A settlement reached Thursday by a Virginia company over alleged efforts by a Turkey-based affiliate to evade U.S. sanctions on Iran demonstrates the difficulty of keeping far-flung units in line with corporate policy.

Kollmorgen Corp., the Radford, Va.-based maker of motors and automation platforms, bought the Turkish affiliate, Elsim Electrotechnical Systems AS, in March 2013. Elsim continued to do business in Iran for two years after the deal, despite Kollmorgen’s efforts to get Elsim to comply with U.S. sanctions regulations, according to the U.S. Treasury Department.

“The settlement highlights the importance of performing heightened due diligence when U.S. persons, directly or indirectly, acquire companies with preexisting relationships with sanctioned persons and jurisdictions,” the Treasury said. “It also identifies compliance measures the U.S. company took pre- and post-acquisition of a foreign company, and specific remedial actions.”

A spokeswoman for Kollmorgen didn’t immediately respond to a request for comment.

Kollmorgen had reviewed Elsim’s customer database both before and after the acquisition, identified its Iran-related customers and applied controls to block them from making future orders, circulated memos to Elsim employees notifying them of U.S. sanctions on Iran, and conducted in-person training regarding trade compliance policies, the Treasury said.
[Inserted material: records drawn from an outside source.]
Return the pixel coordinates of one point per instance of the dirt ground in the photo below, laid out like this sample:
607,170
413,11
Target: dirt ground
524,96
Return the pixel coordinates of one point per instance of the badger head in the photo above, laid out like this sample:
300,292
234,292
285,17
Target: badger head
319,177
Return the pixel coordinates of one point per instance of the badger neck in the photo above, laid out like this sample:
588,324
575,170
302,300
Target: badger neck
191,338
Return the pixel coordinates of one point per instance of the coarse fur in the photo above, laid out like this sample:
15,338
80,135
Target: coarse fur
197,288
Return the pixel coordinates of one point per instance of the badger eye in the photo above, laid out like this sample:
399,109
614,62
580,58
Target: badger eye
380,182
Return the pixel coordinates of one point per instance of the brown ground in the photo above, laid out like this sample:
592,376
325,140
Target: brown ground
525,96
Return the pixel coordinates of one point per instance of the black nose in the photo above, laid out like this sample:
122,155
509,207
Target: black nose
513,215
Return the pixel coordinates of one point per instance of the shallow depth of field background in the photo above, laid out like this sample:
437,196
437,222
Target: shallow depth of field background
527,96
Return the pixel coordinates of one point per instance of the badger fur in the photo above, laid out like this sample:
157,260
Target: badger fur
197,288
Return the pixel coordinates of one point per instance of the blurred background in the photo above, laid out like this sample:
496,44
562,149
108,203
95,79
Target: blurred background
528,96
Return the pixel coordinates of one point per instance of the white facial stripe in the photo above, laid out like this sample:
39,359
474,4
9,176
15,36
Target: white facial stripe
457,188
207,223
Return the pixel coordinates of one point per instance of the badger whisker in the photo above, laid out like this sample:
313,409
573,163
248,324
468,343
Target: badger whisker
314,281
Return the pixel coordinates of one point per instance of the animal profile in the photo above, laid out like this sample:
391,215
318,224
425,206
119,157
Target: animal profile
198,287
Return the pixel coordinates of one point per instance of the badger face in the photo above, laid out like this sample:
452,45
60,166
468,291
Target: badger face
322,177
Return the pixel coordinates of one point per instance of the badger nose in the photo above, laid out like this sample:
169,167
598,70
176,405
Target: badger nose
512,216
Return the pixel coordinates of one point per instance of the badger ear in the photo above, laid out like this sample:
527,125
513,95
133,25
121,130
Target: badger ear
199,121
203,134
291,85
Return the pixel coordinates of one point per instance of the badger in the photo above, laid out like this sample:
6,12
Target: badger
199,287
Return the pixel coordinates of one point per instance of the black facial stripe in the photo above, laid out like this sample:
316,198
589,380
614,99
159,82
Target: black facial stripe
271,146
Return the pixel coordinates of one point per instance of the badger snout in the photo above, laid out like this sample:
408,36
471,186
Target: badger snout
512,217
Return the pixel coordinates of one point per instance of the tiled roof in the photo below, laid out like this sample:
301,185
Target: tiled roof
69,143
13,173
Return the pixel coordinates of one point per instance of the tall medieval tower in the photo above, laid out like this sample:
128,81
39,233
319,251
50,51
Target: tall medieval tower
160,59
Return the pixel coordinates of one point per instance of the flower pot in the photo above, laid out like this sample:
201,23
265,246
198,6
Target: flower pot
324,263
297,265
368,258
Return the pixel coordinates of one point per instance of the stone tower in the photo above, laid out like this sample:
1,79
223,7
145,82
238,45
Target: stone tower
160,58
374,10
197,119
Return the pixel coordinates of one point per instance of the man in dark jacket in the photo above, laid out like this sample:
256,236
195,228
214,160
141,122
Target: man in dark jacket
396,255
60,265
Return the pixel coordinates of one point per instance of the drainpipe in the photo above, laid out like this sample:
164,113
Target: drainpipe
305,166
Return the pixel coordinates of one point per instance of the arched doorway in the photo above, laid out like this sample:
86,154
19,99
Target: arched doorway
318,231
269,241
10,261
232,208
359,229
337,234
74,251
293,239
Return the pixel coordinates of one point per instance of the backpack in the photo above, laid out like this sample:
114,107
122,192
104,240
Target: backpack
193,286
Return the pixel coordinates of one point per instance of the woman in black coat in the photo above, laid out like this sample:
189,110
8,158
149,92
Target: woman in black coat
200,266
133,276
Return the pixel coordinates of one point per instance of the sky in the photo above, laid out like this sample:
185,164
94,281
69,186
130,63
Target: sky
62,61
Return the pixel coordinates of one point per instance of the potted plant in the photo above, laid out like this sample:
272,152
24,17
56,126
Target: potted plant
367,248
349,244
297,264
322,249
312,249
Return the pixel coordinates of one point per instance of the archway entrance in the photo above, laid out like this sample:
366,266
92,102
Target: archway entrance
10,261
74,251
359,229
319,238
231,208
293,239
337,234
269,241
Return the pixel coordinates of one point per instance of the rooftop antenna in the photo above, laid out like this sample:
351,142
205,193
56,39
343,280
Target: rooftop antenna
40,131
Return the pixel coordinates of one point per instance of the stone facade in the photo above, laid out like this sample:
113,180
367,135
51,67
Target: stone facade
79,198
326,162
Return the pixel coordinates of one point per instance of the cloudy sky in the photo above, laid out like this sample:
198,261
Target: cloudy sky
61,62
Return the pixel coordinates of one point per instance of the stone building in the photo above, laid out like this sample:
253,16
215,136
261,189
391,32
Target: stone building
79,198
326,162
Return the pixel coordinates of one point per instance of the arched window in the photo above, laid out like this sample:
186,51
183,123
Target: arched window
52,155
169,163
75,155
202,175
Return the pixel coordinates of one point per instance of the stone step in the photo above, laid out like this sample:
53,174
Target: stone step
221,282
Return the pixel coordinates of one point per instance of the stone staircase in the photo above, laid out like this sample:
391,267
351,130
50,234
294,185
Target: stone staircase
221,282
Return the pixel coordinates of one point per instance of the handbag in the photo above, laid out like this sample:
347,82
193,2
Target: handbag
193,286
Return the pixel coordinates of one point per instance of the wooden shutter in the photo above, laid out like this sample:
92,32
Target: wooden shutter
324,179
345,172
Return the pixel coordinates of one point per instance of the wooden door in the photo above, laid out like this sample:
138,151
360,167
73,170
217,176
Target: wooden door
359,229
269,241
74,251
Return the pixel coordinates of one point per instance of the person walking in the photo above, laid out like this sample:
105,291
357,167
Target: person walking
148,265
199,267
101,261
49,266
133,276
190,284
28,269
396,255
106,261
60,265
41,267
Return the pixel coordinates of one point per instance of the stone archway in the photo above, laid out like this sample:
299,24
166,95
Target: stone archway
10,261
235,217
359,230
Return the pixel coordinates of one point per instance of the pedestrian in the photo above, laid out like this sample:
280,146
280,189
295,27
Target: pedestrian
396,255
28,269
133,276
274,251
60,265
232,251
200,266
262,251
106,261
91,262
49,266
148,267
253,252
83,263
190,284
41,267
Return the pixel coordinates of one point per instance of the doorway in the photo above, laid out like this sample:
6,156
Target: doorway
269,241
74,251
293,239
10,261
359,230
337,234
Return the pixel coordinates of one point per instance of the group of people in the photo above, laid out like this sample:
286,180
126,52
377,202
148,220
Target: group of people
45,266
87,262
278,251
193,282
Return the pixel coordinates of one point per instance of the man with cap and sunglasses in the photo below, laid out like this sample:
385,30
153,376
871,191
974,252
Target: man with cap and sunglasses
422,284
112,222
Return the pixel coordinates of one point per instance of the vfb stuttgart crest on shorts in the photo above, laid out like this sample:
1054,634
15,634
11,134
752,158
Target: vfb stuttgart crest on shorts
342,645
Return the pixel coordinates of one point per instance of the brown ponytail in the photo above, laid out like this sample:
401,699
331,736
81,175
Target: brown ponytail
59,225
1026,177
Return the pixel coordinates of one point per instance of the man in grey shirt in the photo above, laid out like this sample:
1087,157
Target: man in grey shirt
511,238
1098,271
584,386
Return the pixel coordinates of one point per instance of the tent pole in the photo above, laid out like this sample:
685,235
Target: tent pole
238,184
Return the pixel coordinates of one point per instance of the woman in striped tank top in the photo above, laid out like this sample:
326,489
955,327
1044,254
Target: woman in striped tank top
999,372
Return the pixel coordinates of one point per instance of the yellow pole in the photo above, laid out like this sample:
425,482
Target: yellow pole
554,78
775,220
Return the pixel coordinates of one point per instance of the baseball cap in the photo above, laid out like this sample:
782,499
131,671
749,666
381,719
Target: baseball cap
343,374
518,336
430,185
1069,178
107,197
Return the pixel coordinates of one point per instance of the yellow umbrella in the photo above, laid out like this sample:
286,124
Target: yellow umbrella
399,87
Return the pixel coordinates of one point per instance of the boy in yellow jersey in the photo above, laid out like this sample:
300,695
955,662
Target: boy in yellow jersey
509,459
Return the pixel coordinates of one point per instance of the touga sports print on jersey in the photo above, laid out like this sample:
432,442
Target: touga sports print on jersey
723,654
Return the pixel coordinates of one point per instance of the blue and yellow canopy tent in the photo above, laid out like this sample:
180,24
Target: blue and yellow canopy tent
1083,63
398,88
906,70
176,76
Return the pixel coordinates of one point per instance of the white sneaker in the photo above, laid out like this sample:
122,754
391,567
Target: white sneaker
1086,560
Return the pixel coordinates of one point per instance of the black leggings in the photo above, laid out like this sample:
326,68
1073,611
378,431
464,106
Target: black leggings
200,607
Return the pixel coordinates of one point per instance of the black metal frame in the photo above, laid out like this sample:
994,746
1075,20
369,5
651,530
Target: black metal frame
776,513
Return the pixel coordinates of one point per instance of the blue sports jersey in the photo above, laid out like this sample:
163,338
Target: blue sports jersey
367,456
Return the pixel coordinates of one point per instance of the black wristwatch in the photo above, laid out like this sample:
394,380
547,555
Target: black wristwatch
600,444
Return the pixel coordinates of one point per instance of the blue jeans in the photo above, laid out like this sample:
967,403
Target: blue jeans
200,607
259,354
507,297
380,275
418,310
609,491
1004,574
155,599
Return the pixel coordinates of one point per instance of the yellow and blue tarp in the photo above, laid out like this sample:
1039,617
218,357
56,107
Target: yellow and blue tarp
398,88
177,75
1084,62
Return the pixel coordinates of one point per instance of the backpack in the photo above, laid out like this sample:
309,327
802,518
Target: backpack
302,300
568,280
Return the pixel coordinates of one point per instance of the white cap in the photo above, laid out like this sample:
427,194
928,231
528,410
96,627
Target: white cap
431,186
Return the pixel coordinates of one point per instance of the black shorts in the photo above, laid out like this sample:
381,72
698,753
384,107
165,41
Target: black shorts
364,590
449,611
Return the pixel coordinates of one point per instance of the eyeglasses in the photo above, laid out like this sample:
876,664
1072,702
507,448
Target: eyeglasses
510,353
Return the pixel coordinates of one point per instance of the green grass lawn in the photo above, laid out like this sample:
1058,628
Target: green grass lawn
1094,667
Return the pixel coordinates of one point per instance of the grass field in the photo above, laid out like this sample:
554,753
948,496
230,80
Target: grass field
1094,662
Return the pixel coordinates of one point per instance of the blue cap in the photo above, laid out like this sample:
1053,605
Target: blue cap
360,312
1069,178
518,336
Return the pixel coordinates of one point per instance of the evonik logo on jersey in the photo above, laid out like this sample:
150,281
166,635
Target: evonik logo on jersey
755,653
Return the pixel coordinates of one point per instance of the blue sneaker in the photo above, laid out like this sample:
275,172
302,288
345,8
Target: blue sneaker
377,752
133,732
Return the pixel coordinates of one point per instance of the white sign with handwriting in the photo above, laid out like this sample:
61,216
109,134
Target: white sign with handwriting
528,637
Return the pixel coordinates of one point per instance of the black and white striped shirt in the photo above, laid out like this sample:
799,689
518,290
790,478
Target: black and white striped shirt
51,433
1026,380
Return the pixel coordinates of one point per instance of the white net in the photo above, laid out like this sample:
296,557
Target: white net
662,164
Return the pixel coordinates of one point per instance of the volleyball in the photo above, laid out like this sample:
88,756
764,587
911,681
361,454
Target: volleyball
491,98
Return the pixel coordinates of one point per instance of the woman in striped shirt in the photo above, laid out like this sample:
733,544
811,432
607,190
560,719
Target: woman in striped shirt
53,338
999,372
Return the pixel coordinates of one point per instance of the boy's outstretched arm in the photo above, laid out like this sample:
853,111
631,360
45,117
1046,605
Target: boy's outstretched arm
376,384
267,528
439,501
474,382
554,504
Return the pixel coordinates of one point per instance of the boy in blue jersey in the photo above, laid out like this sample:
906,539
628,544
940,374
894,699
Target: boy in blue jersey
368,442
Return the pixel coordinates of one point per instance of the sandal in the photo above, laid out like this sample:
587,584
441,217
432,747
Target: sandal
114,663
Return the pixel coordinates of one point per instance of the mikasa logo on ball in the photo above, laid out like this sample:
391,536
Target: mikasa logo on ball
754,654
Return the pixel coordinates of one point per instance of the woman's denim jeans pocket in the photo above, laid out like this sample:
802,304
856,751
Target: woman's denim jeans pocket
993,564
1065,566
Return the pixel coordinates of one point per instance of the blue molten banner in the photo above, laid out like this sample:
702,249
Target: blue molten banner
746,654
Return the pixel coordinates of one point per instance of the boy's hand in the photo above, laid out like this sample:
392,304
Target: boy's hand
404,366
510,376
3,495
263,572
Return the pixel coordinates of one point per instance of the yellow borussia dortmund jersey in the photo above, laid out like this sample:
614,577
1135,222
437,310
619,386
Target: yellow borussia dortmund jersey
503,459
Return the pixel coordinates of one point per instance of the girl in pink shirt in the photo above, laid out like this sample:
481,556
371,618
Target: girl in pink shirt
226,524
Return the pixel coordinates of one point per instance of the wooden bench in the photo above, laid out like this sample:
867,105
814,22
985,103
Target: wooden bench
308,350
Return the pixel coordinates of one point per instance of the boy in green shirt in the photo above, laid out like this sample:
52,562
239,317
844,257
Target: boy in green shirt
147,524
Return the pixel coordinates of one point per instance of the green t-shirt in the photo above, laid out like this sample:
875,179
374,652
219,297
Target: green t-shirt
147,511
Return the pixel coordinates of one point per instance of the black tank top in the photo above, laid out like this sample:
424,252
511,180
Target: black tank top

It ordered senior Elsim management to immediately end business, including technical support, with Iran, and required them to certify on a quarterly basis that no Elsim products or services were being sent to Iran, Treasury said.

Despite the directives, Elsim dispatched employees to Iran to fulfill service agreements and engaged in other Iran-related transactions, and management threatened to fire employees if they refused, the Treasury said. Upon return, employees were told by management to falsify corporate records by listing the travel as vacation, rather than business-related.

For the two years the transactions took place, Elsim management regularly and fraudulently certified to Kollmorgen that no Elsim products or services were being sent to Iran, Treasury said. The allegations only surfaced after an Elsim employee used the parent company’s ethics hotline in October 2015 to file an internal complaint, Treasury said. Kollmorgen then retained outside counsel to investigate, Treasury said.

Upon being notified of Kollmorgen’s investigation, the Treasury said, Elsim managers tried to obstruct the probe by instructing employees to delete references to Iran in company records and by misleading parent-company lawyers. Managers also tried to delete emails related to Iran, it said.

Kollmorgen was able to uncover the conduct and disclosed its findings to the Treasury. The department called Elsim’s conduct egregious, and said management’s behavior and their attempts to impede internal investigations by the parent company warranted the penalty.

“Notwithstanding Kollmorgen’s extensive compliance efforts, [the Treasury] determined a penalty was the appropriate administrative response,” the Treasury said.

One unique part of the penalty was the sanctions imposed by the government on an executive for allegedly carrying out Elsim’s conduct, marking the first time the department targeted an individual as a sanctions evader while resolving an enforcement case.

Turkish national Evren Kayakiran, who was the managing director of Elsim, was targeted under an executive order giving the Treasury the power to target foreigners who engage in economic activity that are intended to evade sanctions on Iran and Syria.

Sanctions evaders are placed a separate blacklist maintained by the Treasury, though it also involves penalties: Certain transactions involving Mr. Kayakiran are prohibited, and U.S. banks must reject payments in which he is involved.

Sigal Mandelker, undersecretary of Treasury for terrorism and financial intelligence, said the action concerning Mr. Kayakiran and Kollmorgen signals a change in how the U.S. will counter acts of sanctions evasion.

“This action is a clear warning that anyone in supervisory or managerial positions who directs staff to provide services, falsify records, commit fraud or obstruct an investigation into sanctions violations exposes themselves to serious personal risk,” she said.